Why this matters: graphite makes up ~28% of an EV battery by weight. Without a local source of anode material, the battery supply chain remains incomplete. These new methods provide the missing midstream, just as shale drillers needed midstream pipeline buildout to scale.

Artificial Intelligence

While less physically visible than new extraction tech, AI-driven exploration and mine modelling is starting to have a significant impact how projects are discovered, scoped, and operated across North America.

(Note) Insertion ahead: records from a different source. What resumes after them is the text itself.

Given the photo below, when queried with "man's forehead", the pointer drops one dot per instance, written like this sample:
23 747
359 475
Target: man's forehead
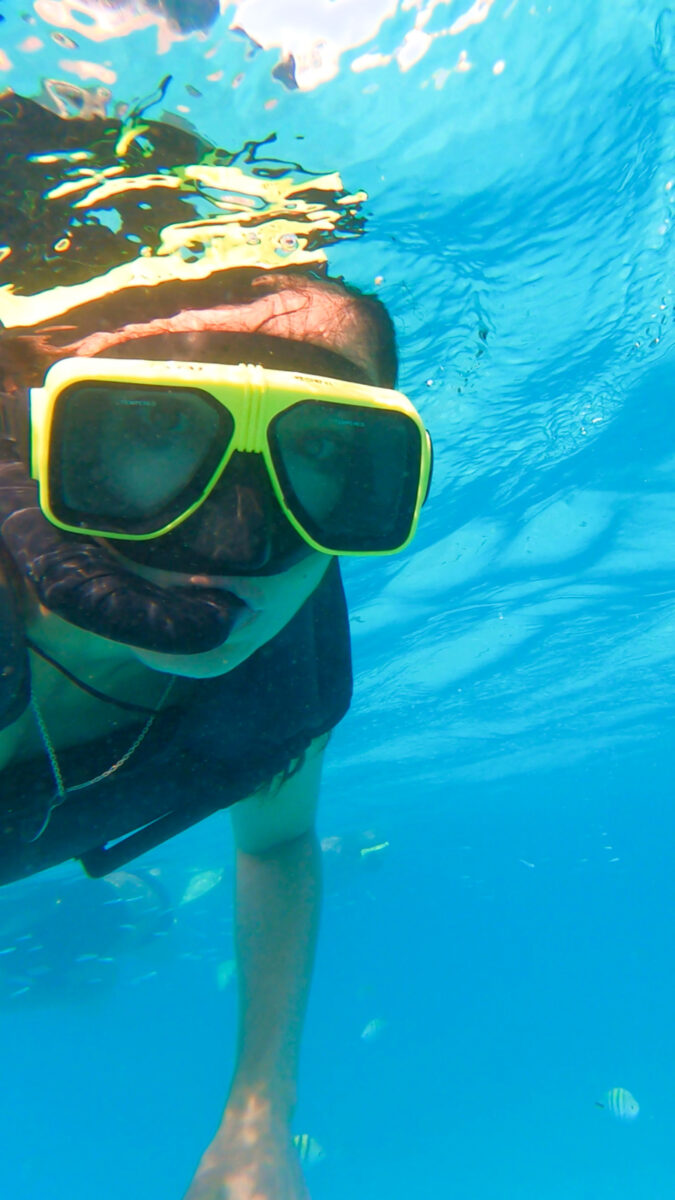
314 312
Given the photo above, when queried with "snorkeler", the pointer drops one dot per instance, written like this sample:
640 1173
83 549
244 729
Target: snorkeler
197 423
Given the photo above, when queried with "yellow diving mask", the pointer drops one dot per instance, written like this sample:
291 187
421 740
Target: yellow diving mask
130 449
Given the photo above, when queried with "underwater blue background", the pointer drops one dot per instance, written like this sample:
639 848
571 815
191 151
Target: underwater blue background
511 738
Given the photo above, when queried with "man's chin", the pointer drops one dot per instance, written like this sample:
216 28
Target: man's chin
268 603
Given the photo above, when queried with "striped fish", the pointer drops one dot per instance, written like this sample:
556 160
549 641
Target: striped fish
621 1103
309 1150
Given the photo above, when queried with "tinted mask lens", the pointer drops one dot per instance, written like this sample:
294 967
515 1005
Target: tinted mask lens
238 531
131 459
350 474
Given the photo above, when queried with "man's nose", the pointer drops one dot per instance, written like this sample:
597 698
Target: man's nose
234 523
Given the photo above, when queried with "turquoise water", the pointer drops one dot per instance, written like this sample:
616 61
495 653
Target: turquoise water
511 736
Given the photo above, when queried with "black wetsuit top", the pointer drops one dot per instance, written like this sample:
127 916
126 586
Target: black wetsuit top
233 735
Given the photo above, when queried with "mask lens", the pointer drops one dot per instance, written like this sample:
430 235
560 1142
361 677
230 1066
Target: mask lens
348 474
130 459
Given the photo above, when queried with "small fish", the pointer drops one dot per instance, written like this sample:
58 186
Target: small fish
621 1103
374 1029
201 883
64 40
374 850
225 973
309 1150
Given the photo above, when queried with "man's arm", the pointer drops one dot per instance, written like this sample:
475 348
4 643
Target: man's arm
276 918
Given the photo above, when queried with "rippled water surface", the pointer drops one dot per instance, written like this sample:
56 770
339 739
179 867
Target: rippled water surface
512 735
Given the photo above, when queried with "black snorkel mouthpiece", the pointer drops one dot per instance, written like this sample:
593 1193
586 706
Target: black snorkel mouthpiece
79 580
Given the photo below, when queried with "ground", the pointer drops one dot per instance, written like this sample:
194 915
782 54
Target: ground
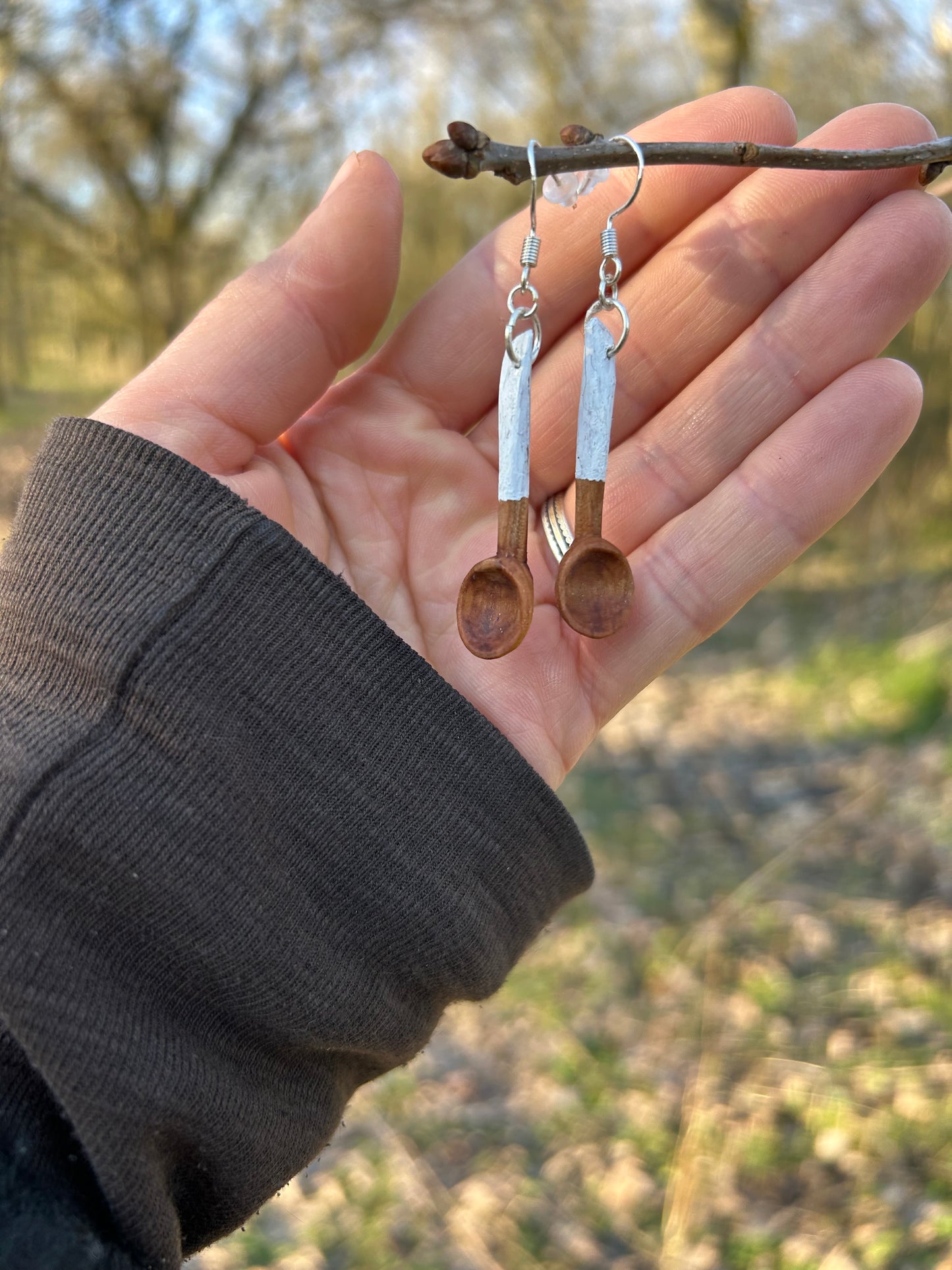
734 1051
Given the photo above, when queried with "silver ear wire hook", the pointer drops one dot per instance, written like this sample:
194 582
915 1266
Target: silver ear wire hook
531 156
634 194
527 260
608 282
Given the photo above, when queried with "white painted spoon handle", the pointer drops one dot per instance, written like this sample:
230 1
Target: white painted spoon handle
515 422
596 403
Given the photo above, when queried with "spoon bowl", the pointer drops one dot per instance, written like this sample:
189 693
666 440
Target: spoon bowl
494 608
594 587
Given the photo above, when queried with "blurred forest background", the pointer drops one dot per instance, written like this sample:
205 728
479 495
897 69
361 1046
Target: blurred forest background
735 1051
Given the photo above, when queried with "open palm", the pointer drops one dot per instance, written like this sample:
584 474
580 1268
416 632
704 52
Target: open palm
750 413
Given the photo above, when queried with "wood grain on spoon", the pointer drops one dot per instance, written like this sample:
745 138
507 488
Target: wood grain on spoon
494 610
594 586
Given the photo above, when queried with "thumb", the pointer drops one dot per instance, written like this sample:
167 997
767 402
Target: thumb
272 342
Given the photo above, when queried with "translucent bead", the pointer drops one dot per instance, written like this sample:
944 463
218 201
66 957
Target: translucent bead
561 190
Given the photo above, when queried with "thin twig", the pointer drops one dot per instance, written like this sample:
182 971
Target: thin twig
468 152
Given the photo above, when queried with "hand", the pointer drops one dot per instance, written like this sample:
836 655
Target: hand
750 413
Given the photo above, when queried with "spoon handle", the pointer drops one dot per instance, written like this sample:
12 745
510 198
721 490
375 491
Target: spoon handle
515 450
596 405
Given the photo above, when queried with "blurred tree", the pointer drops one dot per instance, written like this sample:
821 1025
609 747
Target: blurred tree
148 138
723 34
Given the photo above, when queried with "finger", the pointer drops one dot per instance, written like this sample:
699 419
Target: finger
705 564
841 312
447 351
263 351
694 296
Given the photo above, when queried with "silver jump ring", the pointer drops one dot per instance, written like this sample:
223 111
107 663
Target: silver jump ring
523 289
605 305
555 525
536 334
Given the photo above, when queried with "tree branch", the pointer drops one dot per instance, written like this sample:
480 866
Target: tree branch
468 152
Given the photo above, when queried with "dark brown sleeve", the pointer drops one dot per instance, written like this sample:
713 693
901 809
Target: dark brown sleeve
250 844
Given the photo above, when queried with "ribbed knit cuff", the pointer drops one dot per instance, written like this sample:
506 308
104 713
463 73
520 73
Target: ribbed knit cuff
250 842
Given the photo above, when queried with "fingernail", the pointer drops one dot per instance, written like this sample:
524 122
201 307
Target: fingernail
343 172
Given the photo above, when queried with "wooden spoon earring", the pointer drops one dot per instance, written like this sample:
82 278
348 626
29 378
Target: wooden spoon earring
494 610
594 586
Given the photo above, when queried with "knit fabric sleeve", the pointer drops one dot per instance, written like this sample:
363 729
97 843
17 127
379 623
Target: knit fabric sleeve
252 845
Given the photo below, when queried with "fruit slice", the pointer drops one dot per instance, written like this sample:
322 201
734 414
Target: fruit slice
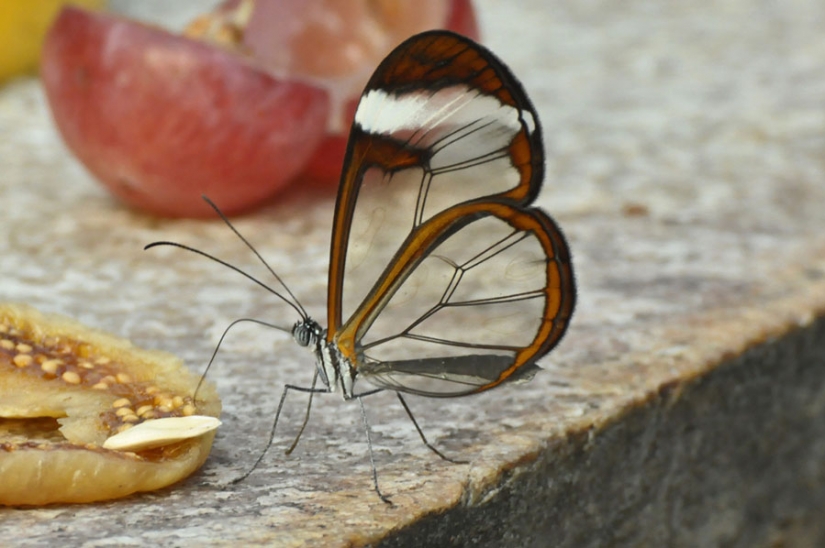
161 119
66 389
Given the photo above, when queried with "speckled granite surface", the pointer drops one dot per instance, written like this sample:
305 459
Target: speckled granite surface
685 163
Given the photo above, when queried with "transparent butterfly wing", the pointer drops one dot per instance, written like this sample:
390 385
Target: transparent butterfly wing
432 230
478 310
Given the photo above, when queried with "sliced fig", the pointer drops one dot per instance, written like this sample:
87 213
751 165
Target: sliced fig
66 389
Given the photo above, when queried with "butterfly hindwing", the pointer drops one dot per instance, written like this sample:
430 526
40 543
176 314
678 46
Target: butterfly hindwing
433 231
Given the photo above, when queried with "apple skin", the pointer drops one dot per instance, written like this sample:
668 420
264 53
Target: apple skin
324 168
162 120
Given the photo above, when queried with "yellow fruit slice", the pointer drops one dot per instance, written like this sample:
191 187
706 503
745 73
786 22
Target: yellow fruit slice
66 389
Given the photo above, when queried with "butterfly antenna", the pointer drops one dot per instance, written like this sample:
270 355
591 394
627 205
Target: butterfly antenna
220 342
298 308
297 303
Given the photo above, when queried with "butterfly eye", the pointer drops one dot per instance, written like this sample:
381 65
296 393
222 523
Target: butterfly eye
302 333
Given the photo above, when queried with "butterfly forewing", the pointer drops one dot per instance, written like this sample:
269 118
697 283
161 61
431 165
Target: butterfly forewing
442 281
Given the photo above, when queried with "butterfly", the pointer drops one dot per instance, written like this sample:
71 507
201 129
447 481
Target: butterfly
443 280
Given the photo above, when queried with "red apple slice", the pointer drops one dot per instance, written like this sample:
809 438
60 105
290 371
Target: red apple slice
161 119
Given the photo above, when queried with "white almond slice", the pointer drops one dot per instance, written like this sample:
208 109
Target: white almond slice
160 432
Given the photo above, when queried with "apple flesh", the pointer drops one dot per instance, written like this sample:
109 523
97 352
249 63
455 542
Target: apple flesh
161 119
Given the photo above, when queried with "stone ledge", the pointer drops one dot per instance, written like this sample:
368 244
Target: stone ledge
685 165
732 458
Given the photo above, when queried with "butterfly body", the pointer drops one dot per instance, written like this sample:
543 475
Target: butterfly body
444 280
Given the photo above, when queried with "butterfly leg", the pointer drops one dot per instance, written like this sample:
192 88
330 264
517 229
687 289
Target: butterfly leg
311 391
421 433
369 445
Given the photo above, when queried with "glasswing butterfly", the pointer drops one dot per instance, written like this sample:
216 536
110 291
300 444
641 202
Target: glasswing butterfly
443 281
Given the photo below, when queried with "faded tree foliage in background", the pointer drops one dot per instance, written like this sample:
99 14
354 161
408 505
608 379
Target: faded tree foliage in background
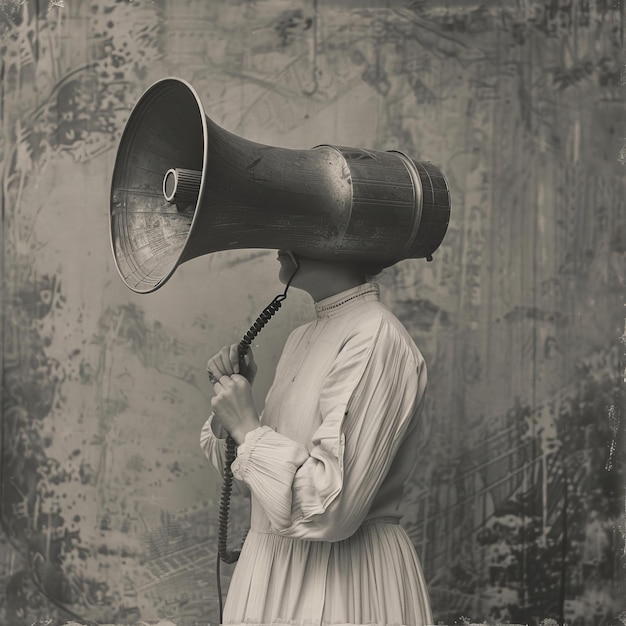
516 500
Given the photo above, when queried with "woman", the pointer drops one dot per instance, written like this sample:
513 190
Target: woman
326 463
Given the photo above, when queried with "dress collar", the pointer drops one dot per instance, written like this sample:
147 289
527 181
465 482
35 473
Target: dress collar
347 300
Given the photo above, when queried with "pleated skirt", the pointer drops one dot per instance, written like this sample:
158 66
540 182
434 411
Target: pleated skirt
374 577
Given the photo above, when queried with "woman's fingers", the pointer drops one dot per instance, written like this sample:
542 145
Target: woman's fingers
224 363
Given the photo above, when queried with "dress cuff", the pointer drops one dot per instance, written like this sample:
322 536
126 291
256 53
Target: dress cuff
245 449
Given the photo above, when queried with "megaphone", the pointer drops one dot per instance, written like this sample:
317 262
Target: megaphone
184 187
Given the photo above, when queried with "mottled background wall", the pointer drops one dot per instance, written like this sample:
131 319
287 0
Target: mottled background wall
516 501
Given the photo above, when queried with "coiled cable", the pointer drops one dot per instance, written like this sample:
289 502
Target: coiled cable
223 553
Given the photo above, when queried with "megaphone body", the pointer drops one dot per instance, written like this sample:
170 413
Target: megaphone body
184 187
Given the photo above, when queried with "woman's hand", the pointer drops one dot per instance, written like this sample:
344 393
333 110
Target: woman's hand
233 405
226 363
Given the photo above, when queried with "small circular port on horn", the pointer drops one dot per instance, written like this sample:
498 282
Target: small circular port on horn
181 186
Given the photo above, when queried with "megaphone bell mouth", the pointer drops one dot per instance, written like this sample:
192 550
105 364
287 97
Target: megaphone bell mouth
183 187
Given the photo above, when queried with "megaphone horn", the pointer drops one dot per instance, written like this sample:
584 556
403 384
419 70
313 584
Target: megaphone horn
184 187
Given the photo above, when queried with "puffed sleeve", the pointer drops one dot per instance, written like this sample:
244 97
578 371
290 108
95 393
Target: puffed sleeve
369 400
214 448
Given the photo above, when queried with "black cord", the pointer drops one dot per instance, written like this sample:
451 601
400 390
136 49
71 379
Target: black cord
223 554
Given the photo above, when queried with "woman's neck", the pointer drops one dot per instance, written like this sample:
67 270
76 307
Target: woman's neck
332 286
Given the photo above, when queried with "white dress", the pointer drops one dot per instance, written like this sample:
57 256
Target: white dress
325 470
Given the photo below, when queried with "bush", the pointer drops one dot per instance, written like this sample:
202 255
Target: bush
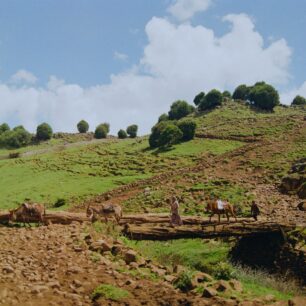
122 134
16 138
180 109
132 130
101 131
163 117
4 127
59 203
299 100
224 270
44 132
170 135
211 100
109 292
184 281
83 126
241 92
264 96
226 95
198 99
188 128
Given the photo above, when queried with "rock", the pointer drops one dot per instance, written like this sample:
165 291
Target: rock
201 277
8 269
130 256
236 285
222 286
209 292
178 269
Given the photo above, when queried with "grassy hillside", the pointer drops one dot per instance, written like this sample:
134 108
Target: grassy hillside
82 170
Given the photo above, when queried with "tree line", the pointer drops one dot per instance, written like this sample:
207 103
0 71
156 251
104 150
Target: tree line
19 137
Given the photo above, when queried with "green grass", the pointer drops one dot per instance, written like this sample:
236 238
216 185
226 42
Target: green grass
109 292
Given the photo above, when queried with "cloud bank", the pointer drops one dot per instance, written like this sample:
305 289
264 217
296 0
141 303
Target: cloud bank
178 62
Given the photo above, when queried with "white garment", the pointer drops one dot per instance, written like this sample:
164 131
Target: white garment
220 205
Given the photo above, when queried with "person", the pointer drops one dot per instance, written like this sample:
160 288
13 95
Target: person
175 218
255 210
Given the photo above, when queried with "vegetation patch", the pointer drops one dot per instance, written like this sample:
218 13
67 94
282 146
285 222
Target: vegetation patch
109 292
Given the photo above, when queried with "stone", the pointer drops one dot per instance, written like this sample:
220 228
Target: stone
209 292
236 285
130 256
222 286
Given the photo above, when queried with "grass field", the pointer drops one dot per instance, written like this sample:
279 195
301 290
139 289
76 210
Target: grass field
86 170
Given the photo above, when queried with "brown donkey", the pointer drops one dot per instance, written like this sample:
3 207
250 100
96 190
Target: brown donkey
228 209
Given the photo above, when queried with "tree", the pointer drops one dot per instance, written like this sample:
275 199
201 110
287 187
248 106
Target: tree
241 92
163 117
188 128
132 130
15 138
101 131
4 127
44 132
83 126
226 94
199 98
122 134
211 100
170 135
106 126
180 109
264 96
154 139
299 100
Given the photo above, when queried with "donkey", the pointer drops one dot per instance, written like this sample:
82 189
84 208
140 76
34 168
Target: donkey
27 212
106 211
228 209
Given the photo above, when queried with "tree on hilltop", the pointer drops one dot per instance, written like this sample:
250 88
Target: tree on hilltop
83 126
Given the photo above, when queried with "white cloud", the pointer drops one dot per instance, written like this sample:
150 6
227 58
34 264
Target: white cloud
120 56
287 97
186 9
178 62
24 76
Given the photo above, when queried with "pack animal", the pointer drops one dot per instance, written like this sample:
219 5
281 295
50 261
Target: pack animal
106 211
228 209
27 213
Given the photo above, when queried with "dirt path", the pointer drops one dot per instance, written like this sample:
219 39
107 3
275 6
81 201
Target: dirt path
52 265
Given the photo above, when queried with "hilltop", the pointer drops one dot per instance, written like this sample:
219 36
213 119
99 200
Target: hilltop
239 154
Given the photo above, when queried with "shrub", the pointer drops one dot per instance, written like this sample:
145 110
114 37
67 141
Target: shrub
180 109
241 92
4 127
188 128
224 270
59 203
184 281
100 132
109 292
264 96
83 126
106 126
132 130
122 134
211 100
163 117
299 100
198 99
15 138
156 132
44 132
226 94
170 135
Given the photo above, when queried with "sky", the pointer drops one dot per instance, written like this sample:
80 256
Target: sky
126 61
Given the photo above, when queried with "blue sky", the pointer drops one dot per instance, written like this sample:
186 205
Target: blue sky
88 58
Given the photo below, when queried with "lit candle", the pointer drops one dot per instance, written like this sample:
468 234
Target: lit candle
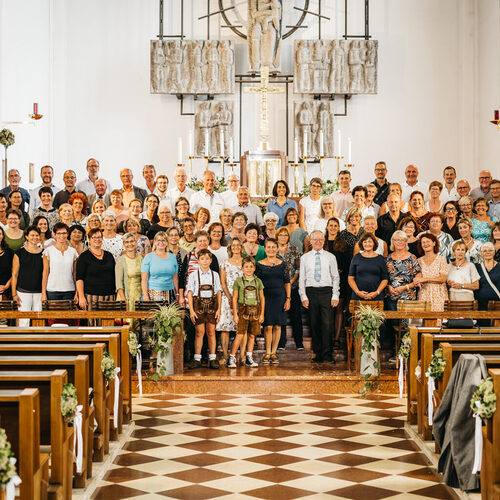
179 152
191 144
221 145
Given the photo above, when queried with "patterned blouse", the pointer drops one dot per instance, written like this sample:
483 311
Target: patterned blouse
401 273
292 261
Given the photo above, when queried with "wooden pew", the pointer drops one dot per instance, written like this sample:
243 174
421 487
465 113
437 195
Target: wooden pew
429 343
415 356
20 415
111 341
101 393
77 368
124 363
54 432
490 467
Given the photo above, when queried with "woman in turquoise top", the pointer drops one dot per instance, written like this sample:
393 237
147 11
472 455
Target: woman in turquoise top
159 272
482 222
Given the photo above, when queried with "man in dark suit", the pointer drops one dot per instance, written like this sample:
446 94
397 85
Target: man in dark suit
130 191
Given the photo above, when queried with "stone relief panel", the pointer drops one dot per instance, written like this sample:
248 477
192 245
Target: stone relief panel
313 127
213 127
192 67
335 66
263 35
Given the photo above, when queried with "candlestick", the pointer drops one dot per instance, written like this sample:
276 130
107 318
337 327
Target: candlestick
179 151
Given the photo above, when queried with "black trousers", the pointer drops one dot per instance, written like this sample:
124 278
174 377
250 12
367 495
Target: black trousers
321 320
295 315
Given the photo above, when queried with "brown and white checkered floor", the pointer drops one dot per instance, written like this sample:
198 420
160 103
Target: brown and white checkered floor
270 447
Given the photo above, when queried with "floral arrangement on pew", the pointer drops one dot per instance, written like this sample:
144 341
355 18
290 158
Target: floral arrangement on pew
69 402
108 367
8 473
167 325
433 373
369 320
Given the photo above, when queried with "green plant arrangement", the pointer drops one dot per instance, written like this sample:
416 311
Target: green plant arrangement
437 365
108 367
167 325
197 185
69 402
329 187
483 402
7 460
369 320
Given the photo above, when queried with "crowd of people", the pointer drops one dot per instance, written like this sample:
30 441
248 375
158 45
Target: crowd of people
237 270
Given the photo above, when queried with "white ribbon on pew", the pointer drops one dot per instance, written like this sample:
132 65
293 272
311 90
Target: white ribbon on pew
138 358
78 438
117 398
401 375
431 386
10 488
478 442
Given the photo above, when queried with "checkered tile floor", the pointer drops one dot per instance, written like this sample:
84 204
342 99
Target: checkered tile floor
270 447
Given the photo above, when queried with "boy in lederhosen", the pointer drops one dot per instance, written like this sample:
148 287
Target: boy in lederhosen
248 310
204 299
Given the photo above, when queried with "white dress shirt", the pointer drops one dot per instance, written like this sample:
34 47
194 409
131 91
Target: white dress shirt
419 186
213 203
329 273
35 199
205 279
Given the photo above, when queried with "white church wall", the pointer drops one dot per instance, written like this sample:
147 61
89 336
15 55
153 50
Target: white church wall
87 64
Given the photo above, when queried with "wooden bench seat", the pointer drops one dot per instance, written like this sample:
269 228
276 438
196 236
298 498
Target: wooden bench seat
78 374
54 432
20 415
123 361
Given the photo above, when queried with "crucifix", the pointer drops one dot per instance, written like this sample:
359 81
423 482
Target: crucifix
264 89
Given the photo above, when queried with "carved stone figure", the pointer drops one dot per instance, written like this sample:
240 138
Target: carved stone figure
335 66
315 118
213 118
264 34
192 66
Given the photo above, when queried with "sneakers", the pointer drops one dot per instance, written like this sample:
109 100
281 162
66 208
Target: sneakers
250 362
231 361
193 364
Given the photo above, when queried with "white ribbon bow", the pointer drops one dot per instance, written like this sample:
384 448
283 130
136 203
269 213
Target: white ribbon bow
78 438
10 488
431 386
117 398
138 358
478 442
401 375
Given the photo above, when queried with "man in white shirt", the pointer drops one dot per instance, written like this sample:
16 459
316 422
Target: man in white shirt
149 175
413 184
87 186
230 196
46 174
207 197
450 192
319 293
180 188
252 211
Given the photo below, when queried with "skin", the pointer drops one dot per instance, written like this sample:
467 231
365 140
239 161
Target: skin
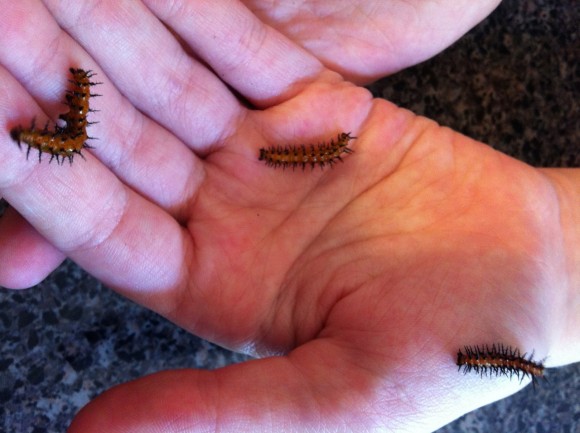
348 284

For example, new software uses satellite imagery, geological data, and machine learning to locate viable mineral deposits faster than traditional fieldwork. Once a project is underway, “digital twins” simulate mine operations in real time, optimizing throughput, water use, and emissions. These systems are now standard at modern pilot sites and will scale as permitting accelerates.

The range of applications of AI for efficiency gains across mining and processing are considerable, including:

• mineral exploration optimization
• predictive maintenance and autonomous equipment
• health and safety enhancements
• environmental and operational efficiency
• autonomous and tele‑operated machinery
• digital twins and geospatial mapping
• AI-backed funding and strategic advantage

As with fracking, where real-time pressure monitoring and drill data changed productivity, data is now a mineral asset. It allows for leaner, smarter, and more sustainable extraction across the board.

Companies include Terra AI, which claims a 40% reduction in drilling campaign time and cost, as well as securing investment worth more than $100m for partners.

Just hype? How feasible?

Not every innovation will succeed. Technologies like DLE or HAMR still face scale-up risks. Some promising processes will fall short on cost or reliability. And China, Indonesia and other major producers will continue to fight for significant market share by undercutting prices.

For example,

• many DLE project have failed to scale successfully to commercial output. Selectivity, membrane fouling, and reagent degradation are recurring technical issues
• no clay-to-lithium operation has yet reached commercial output
• rare earth solvent extraction alternatives require multi-stage scaling and precise chemistry
• the HAMR process is not yet proven at industrial volumes
• US synthetic graphite plants still have high energy and labor costs
• AI models depend on high-quality geological data, which is often lacking or proprietary

But the same was true of early fracking technologies.

What ties all these technologies together is that many are at or near commercial scale, not academic experiments. Pilot plants are complete and production is starting to ramp up throughout 2025. In many cases, technology readiness aligns with policy incentives, government funding, and market offtake agreements.

Let’s take the recent (wonderful) profile of Oklahoma, by Ernest Scheyder for Reuters, as America’s answer to China’s critical mineral dominance:

The country’s only nickel refinery, its largest lithium refinery, two lithium-ion battery recycling plants, a rare earths magnet facility, and several electronic waste collection facilities are under construction or in operation in the State – more than in any other state. This includes:

• Westwin Elements is now building the only machine in the United States capable of refining nickel
• Stardust Power, Inc. is building a massive lithium refinery
• USA Rare Earth, Inc. is also headed for Oklahoma to build a rare earth magnet complex 

Much like shale in the mid-2000s, this is a moment of convergence in the US for:

• technology de-risks once-inaccessible resources
• policy accelerates capital deployment
• industry commits to long-term offtake to secure supply

Crucially, these technologies don’t just reduce foreign dependence — they cut cost, lower emissions, shorten supply chains, and create jobs. They are enablers of industrial resilience, not just inputs for batteries.

The US shale revolution took 15 years to go from pilot to peak. The critical minerals shift is earlier in that curve, but it is the political momentum is real, they are financially funded, and now moving beyond demonstration.

Conclusion

The story of shale wasn’t about geology, it was about engineering, financing and politics. The same is true for critical minerals today.

China not standing still, but for the first time neither is America.